湖は静謐を湛え、湖面に映った月はあくまでも冴え冴えとしていた。
風もまるでない。
以前は魚人団を見つける前に絶叫の妖魔クニャックに遭遇してしまい大変な目に遭った。その時とはまるで面子が違うパーティに、俺はなんともいえない感慨を覚えた。

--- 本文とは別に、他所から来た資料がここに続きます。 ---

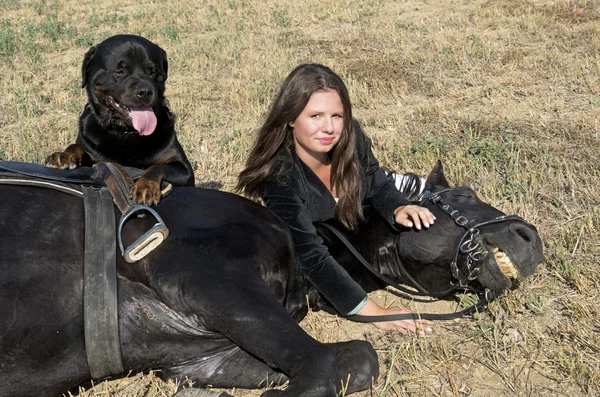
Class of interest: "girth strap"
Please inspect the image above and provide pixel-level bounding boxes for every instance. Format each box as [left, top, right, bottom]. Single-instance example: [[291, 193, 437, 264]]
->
[[83, 187, 124, 379]]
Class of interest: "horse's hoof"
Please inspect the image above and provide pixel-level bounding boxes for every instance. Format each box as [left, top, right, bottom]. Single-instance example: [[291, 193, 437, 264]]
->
[[173, 388, 231, 397]]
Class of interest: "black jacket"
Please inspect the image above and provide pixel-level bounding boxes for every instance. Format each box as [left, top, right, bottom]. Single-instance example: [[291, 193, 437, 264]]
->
[[263, 122, 410, 315]]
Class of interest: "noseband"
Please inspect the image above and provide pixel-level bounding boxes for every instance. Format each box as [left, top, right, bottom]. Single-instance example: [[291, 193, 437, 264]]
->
[[420, 188, 529, 289], [321, 188, 530, 322]]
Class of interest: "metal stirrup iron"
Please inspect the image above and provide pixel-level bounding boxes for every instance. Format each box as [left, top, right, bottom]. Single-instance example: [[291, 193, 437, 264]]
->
[[94, 163, 169, 263]]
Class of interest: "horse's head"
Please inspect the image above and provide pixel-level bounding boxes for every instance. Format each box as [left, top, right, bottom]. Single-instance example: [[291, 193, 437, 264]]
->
[[396, 162, 544, 294]]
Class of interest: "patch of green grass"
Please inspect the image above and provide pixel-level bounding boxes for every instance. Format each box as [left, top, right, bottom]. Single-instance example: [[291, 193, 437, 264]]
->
[[0, 0, 21, 11], [161, 23, 181, 41], [0, 20, 17, 59], [87, 13, 129, 29], [271, 8, 292, 28], [410, 137, 450, 158]]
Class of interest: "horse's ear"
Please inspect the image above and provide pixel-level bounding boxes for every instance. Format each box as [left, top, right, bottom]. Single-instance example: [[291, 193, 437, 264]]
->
[[81, 47, 96, 88], [425, 160, 450, 191]]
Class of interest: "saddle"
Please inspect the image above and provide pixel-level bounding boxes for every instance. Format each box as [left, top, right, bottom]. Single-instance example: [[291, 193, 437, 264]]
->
[[0, 161, 171, 379]]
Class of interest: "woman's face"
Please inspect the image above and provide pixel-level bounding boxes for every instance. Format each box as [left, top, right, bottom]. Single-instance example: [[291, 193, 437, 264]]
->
[[289, 90, 344, 166]]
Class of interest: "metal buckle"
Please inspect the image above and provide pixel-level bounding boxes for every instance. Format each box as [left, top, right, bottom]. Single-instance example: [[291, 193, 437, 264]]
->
[[117, 205, 169, 263]]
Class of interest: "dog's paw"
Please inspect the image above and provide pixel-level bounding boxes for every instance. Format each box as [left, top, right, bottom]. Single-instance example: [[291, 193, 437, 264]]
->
[[131, 177, 161, 205], [46, 152, 79, 170]]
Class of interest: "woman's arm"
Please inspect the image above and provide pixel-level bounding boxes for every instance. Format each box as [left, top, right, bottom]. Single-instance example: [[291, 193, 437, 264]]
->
[[354, 121, 435, 230], [263, 182, 367, 315], [354, 120, 410, 227]]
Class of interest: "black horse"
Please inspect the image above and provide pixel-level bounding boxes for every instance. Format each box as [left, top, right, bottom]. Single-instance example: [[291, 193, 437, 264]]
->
[[0, 161, 543, 396]]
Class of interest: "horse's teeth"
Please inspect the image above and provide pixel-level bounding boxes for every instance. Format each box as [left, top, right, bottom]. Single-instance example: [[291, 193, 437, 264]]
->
[[494, 247, 519, 278]]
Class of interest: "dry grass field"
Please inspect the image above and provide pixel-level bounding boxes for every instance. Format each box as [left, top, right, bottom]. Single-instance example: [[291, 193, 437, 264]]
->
[[0, 0, 600, 397]]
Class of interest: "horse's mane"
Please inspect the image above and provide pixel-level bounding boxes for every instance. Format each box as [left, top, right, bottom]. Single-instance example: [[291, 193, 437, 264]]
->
[[382, 167, 425, 202]]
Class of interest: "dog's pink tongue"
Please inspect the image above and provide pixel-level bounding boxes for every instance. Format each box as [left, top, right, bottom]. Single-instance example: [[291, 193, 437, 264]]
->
[[129, 108, 157, 136]]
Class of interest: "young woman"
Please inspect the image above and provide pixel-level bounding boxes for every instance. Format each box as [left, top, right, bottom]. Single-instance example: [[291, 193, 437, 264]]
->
[[237, 64, 435, 333]]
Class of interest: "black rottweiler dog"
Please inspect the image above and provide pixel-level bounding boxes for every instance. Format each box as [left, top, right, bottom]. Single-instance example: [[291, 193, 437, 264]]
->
[[46, 35, 194, 205]]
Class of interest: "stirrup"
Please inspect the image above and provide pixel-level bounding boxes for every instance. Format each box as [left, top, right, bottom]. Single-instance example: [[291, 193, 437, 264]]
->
[[117, 204, 169, 263]]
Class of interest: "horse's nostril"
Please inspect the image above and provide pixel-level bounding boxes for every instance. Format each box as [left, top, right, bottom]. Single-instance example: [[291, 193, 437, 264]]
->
[[508, 223, 535, 243]]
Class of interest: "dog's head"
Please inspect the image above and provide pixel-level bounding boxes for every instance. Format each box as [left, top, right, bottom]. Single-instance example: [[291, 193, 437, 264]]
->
[[81, 35, 168, 136]]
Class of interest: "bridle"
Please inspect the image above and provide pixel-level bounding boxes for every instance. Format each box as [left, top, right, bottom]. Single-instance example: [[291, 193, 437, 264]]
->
[[420, 188, 529, 289], [321, 188, 529, 322]]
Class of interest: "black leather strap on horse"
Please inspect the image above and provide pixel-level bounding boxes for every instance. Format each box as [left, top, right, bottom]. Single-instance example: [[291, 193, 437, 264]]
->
[[94, 163, 170, 263], [321, 223, 491, 323], [83, 187, 124, 379]]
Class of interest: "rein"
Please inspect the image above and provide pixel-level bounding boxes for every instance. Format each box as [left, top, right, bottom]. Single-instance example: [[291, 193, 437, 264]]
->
[[321, 188, 528, 322]]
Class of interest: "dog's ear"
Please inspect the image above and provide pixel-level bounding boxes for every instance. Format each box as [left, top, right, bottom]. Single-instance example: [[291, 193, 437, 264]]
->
[[158, 47, 169, 81], [81, 47, 96, 88]]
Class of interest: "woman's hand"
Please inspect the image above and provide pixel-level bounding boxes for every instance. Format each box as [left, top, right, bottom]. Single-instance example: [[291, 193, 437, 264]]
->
[[356, 298, 432, 335], [394, 205, 436, 230]]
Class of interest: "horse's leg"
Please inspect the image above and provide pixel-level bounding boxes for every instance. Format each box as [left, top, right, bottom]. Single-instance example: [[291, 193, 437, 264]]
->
[[158, 341, 378, 393], [153, 251, 377, 397]]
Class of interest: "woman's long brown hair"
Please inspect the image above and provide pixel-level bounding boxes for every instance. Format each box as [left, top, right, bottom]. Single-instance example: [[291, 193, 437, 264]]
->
[[236, 64, 363, 229]]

呪われたライホ。消え去ったトガ。ベルエフは今もゼンガボルトのところにいるのか。
「キルシマ、ひとつ聞きたい」
「なんだ」
「どうして俺は釈放になった?」
俺の釈放とキルシマの罷免は無関係だ。俺はずっと気になっていた。
「カザン殿が誘拐したと騒がれたトガ本人が現れてな。裁判所に直々に訴え出たのだ。誘拐ではないと、自分の意志でカザンのパーティにおり、そして抜けたのだと。マギランプの末子直々の訴えであるから、無視は出来まい」
そうでなくては王立裁判所で下された判決を覆し簡単に自由にはなれない。
「情けないと思うか」
「ああ」
「まあそうだろうとも」
「トガは今どうしてる?」
「そこまでは知らぬ。拙者も又聞きゆえ」
夏も近づこうかという季節、ユーリップが自由に動ける時間は短い。
ユーリップはずっとむくれていた。
「なんかあった?」
「なんぞない」
明らかに怒っている。
ジャゴは背負った荷物を置き鉄槌を用意した。純鉄製で重さは大人の男一人分以上あるのだが、ジャゴはそれを片手で軽々と扱う。たしかにジャゴは筋肉の塊だが、鉄槌を自在に扱うにはコツがあるのだと語ってもいた。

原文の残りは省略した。